The next thing I want to bring up involves acting. This does strategic things in setting up characters. We see Carol, Steve, Marti, Andy, Tim and Jenn before they change. That is what you need. Marti and Carol don’t get along. Carol is affection toward Steve and Andy though. I’ll credit Tilly, Anwar, Kinney, Murphy and Elise here. We don’t know if any of them are themselves as it goes on. Wirth is an interesting performance to me. He is emotionless from the start. I’m not sure if this is just him or if he was asked to play it this way. It doesn’t ruin the movie, because of how things play out. He is also a soldier so it could be his training. I’ll also credit Ermey, even though I want more of him. Whitaker is also solid in his role. The acting is good across the board. We also get to see Anwar and Tilly nude if you are curious.

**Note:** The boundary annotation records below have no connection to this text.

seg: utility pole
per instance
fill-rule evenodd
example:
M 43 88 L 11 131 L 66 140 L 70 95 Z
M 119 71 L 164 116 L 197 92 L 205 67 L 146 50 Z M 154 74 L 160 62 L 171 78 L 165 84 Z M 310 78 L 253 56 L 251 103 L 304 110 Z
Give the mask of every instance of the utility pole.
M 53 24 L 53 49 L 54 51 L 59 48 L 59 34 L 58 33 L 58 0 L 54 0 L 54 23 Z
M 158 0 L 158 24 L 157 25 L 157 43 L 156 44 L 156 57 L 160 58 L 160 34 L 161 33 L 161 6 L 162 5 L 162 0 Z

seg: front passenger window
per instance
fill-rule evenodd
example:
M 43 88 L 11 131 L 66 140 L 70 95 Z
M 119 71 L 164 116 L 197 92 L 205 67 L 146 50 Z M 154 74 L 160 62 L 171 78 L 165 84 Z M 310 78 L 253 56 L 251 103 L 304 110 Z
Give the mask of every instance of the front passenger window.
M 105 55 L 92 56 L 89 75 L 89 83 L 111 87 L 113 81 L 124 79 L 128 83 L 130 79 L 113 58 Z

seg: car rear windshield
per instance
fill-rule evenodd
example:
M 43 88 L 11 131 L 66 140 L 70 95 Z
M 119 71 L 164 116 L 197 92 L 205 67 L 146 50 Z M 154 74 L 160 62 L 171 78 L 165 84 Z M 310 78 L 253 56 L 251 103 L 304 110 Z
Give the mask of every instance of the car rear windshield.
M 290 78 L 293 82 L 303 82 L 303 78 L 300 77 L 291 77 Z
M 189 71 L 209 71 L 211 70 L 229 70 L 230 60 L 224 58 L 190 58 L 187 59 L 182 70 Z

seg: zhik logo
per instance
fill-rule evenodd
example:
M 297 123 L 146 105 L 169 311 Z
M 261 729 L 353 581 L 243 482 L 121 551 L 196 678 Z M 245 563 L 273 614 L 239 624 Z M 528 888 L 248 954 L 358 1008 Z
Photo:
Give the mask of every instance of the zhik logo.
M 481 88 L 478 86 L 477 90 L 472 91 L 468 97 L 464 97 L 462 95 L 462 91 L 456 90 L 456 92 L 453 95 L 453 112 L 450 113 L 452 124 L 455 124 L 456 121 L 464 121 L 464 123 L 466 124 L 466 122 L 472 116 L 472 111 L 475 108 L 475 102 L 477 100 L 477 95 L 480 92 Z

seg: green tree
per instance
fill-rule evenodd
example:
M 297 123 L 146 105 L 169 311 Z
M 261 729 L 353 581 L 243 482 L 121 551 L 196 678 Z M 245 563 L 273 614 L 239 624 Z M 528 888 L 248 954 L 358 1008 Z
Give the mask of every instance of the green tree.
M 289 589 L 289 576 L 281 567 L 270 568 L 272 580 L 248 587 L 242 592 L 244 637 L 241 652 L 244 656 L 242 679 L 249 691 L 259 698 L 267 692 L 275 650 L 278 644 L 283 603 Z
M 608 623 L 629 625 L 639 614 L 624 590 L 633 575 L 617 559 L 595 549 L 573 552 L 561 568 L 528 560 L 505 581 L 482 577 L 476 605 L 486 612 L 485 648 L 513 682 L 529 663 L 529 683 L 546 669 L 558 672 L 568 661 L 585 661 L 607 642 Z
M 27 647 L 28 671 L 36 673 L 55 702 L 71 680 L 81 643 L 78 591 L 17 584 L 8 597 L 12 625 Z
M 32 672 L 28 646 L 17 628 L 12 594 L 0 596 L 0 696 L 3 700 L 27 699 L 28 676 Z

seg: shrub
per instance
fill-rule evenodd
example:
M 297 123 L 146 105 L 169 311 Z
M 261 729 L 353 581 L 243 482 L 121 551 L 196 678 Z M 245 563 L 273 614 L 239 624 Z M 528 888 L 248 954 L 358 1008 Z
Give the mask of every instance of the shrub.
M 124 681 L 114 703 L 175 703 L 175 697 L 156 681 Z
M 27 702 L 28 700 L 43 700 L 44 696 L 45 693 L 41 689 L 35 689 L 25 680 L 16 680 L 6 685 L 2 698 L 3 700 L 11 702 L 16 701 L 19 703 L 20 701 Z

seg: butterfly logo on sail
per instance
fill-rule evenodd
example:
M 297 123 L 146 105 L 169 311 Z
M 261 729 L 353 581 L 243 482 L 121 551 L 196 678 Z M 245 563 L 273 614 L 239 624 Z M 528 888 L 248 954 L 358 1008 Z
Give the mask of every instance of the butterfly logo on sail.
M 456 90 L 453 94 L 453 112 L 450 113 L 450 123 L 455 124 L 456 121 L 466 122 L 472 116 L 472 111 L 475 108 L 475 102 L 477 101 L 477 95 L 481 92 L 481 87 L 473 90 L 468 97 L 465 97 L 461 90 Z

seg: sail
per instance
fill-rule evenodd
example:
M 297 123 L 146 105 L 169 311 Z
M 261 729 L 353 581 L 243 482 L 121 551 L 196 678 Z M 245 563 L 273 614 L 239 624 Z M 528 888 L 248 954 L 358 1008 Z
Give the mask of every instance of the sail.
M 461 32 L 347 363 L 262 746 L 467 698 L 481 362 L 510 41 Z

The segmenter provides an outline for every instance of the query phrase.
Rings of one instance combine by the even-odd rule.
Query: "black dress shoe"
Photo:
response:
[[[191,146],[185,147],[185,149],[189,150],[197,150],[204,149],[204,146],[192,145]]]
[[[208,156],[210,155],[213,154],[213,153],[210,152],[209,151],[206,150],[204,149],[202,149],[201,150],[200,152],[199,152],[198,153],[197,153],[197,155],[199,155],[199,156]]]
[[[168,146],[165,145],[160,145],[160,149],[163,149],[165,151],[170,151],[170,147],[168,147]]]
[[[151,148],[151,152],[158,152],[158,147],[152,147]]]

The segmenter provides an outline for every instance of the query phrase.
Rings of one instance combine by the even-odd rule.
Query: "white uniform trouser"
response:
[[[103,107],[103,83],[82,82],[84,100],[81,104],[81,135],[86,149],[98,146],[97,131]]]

All that is left then would be filmmaking. I think that the cinematography we get looks good. They capture the isolated location of this base through the opening sequence. The gas station looks rundown and there are shots of fields that go on for long distances. Also showing the swamps as well. There is then the shots of the trucks heading out into the world that add to how this needs to be stopped before it is too late. The effects look good. They went practical. I love how we see the pod and the people it is creating. If stopped, they look old and lacking the nutrients to survive. This worked for me. There is only one spot of bad effects, but it is quick and at the end. Other than that, I’d say that the soundtrack fit what was needed as well.

In conclusion, I think that this is an interesting take on the body snatching narrative. It has elements that I’ve seen in other versions. What I like here is focusing it on a military base and how that could lead to the end of the world. I thought that the cast we had was good. Anwar isn’t great as our lead, but she is attractive so that doesn’t hurt. What I did like was seeing the baseline of characters before they change. Wirth adds there since he is emotionless from the start. This is well made with credit to the cinematography and the effects. This doesn’t work as well as the 1978 version, but it still stands on its own with the changes that it made. I’d recommend it if you like these ‘alien/body snatching’ narratives.